Salah satu ciri dari generasi milenial adalah ketergantungannya pada gadget. Akses internet yang lumayan kencang dan murah serta berbagai tawaran kemudahan dalam cara hidup membuat generasi milenial tidak bisa lepas dari gadget.
Ciri lainnya generasi ini adalah sangat akrab dengan pembayaran non-cash. Semua transaksi maunya dibayar tidak secara tunai. Mau makan, naik ojek, taksi, kereta commuter, belanja dan berbagai aktivitas lainnya. Mereka tak mau lagi mengantongi dompet yang tebal disaku celana mereka.
Untuk bisa menggaet generasi milenial ini, BTN tentu harus mampu merespon kebutuhan mereka. Untuk itu, layanan m-banking yang sudah dioperasikan selama ini perlu di-upgrade agar tampilannya lebih menarik dan user friendly. Fiturnya juga perlu diperkaya.
Selain itu, BTN juga perlu menambah kemitraan dengan berbagai merchant dan start up bisnis yang saat ini pertumbuhannya sangat cepat. Untuk masalah yang satu ini, kelihatannya BTN masih harus bekerja lebih keras.

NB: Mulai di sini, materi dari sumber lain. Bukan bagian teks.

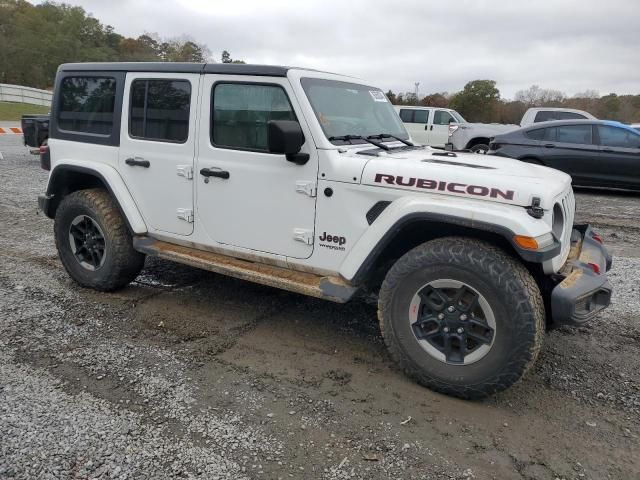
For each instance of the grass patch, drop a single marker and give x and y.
(10, 111)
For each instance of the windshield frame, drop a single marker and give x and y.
(401, 132)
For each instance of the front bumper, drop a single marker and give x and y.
(585, 290)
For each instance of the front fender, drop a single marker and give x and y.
(112, 181)
(501, 219)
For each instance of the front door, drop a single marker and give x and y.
(258, 200)
(440, 127)
(157, 147)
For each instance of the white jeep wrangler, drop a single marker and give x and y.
(308, 181)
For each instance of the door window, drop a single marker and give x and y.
(442, 117)
(240, 113)
(580, 134)
(160, 110)
(421, 116)
(618, 137)
(87, 105)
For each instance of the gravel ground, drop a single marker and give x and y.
(186, 374)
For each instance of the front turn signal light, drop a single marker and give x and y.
(528, 243)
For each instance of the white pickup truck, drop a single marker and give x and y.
(307, 181)
(476, 136)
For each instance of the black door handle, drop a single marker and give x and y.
(207, 172)
(132, 162)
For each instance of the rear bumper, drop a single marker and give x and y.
(585, 290)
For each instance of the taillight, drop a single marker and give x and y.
(45, 157)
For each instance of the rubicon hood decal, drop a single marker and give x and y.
(454, 187)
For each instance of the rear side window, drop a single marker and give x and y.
(443, 117)
(548, 115)
(159, 110)
(87, 104)
(618, 137)
(240, 113)
(580, 134)
(537, 134)
(406, 115)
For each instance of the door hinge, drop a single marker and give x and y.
(185, 171)
(308, 188)
(303, 235)
(185, 214)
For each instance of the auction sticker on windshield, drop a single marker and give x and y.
(378, 96)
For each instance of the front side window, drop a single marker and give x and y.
(160, 110)
(87, 104)
(344, 108)
(618, 137)
(442, 117)
(580, 134)
(241, 111)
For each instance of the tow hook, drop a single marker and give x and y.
(535, 210)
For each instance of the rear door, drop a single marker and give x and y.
(619, 163)
(571, 148)
(157, 147)
(439, 131)
(416, 121)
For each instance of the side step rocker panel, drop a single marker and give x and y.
(329, 288)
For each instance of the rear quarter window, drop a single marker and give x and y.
(87, 104)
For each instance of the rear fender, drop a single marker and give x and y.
(58, 187)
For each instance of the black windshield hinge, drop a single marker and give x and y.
(535, 210)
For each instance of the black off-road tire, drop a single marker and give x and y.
(507, 286)
(122, 263)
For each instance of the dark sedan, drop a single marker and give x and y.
(596, 153)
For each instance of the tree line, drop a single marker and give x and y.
(480, 101)
(35, 39)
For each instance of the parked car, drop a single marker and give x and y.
(476, 136)
(428, 125)
(596, 153)
(306, 181)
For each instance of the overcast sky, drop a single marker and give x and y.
(568, 45)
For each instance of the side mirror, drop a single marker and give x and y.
(286, 137)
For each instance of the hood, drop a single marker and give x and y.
(483, 177)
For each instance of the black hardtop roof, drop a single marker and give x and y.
(179, 67)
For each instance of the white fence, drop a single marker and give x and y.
(16, 93)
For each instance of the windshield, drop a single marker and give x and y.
(349, 109)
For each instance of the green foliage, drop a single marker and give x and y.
(36, 39)
(10, 111)
(478, 101)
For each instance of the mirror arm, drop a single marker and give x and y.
(299, 158)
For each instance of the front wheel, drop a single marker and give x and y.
(93, 241)
(461, 316)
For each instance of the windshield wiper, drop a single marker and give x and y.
(348, 138)
(380, 136)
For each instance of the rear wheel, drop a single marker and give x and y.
(93, 241)
(461, 316)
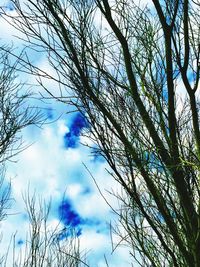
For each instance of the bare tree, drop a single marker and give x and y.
(133, 71)
(15, 114)
(46, 245)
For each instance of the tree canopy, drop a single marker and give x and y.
(133, 72)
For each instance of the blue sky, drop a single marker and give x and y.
(53, 168)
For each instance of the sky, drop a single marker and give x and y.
(55, 167)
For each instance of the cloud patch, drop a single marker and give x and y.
(67, 214)
(71, 138)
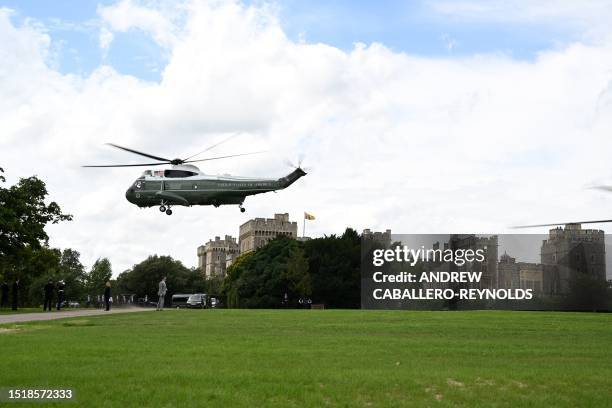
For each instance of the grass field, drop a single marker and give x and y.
(297, 358)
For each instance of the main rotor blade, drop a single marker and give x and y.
(212, 147)
(130, 165)
(604, 188)
(150, 156)
(224, 157)
(562, 223)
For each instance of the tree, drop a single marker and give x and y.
(24, 215)
(143, 279)
(100, 273)
(335, 269)
(260, 279)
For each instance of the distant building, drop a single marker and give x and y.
(383, 238)
(488, 245)
(572, 250)
(215, 256)
(508, 273)
(519, 275)
(257, 232)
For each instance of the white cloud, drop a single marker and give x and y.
(125, 15)
(593, 16)
(397, 141)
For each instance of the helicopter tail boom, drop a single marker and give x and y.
(291, 178)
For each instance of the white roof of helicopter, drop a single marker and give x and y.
(157, 174)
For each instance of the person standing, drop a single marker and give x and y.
(4, 301)
(60, 294)
(15, 294)
(107, 296)
(49, 287)
(161, 293)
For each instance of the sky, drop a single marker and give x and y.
(431, 116)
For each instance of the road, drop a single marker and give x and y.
(29, 317)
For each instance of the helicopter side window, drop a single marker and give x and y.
(178, 173)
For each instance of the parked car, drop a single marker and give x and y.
(215, 303)
(197, 301)
(180, 300)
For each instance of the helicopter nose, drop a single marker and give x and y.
(129, 194)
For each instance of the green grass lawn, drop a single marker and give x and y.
(32, 310)
(252, 358)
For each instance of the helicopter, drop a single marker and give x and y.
(185, 185)
(571, 223)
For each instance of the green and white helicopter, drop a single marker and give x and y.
(184, 184)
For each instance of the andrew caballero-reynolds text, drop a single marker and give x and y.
(458, 257)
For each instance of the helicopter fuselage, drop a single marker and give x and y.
(187, 186)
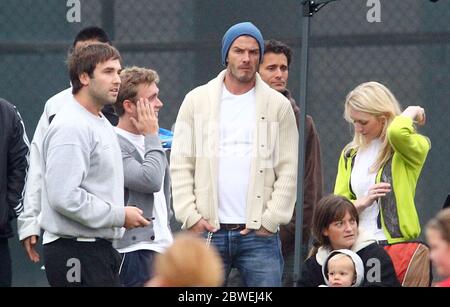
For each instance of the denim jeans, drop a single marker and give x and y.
(258, 259)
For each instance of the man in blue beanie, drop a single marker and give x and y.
(234, 162)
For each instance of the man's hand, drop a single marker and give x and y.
(147, 121)
(416, 113)
(261, 232)
(201, 226)
(29, 244)
(134, 218)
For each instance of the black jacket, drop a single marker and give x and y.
(14, 148)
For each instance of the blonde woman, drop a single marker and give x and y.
(378, 170)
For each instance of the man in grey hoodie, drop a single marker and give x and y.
(82, 197)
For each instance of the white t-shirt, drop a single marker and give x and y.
(237, 125)
(361, 180)
(163, 235)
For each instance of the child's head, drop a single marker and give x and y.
(438, 238)
(343, 268)
(188, 262)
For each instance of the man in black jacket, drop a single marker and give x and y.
(13, 168)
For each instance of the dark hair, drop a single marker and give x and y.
(278, 47)
(85, 59)
(91, 33)
(330, 209)
(441, 223)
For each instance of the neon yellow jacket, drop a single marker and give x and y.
(399, 219)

Terus terang, selama ini saya mengalami kesulitan saat menggunakan m-banking BTN untuk bertransaksi belanja online di Bukalapak, Tokopedia, Travelokas, Tiket.com atau yang lainnya. Toko-toko online tersebut sampai saat ini belum memasukkan BTN sebagai salah satu rekening tujuan pembayaran. Sehingga jika saya menggunakan BTN saya harus membayar bea transfer sebesar Rp 6.500 untuk setiap kali transaksi.
Sebenarnya, dengan kartu ATM GPN yang saya terima beberapa waktu lalu, saya juga bisa melakukan transfer tanpa biaya di ATM Merah Putih. Tapi hal tersebut kurang praktis karena ATM tersebut kadang lokasinya cukup jauh.
Mudah-mudahan, di usianya yang ke-69 ini BTN mau terus berbenah agar layanannya match dengan kebutuhan generasi milenial yang sangat cepat berubah dan selalu menuntut lebih dari yang lain.
Jika ini bisa dilakukan, saya yakin BTN akan menjadi bank pilihan utama generasi milenial di masa datang. Sebagaimana saya yang selama puluhan tahun telah menjadikan BTN sebagai bank pilihan utama.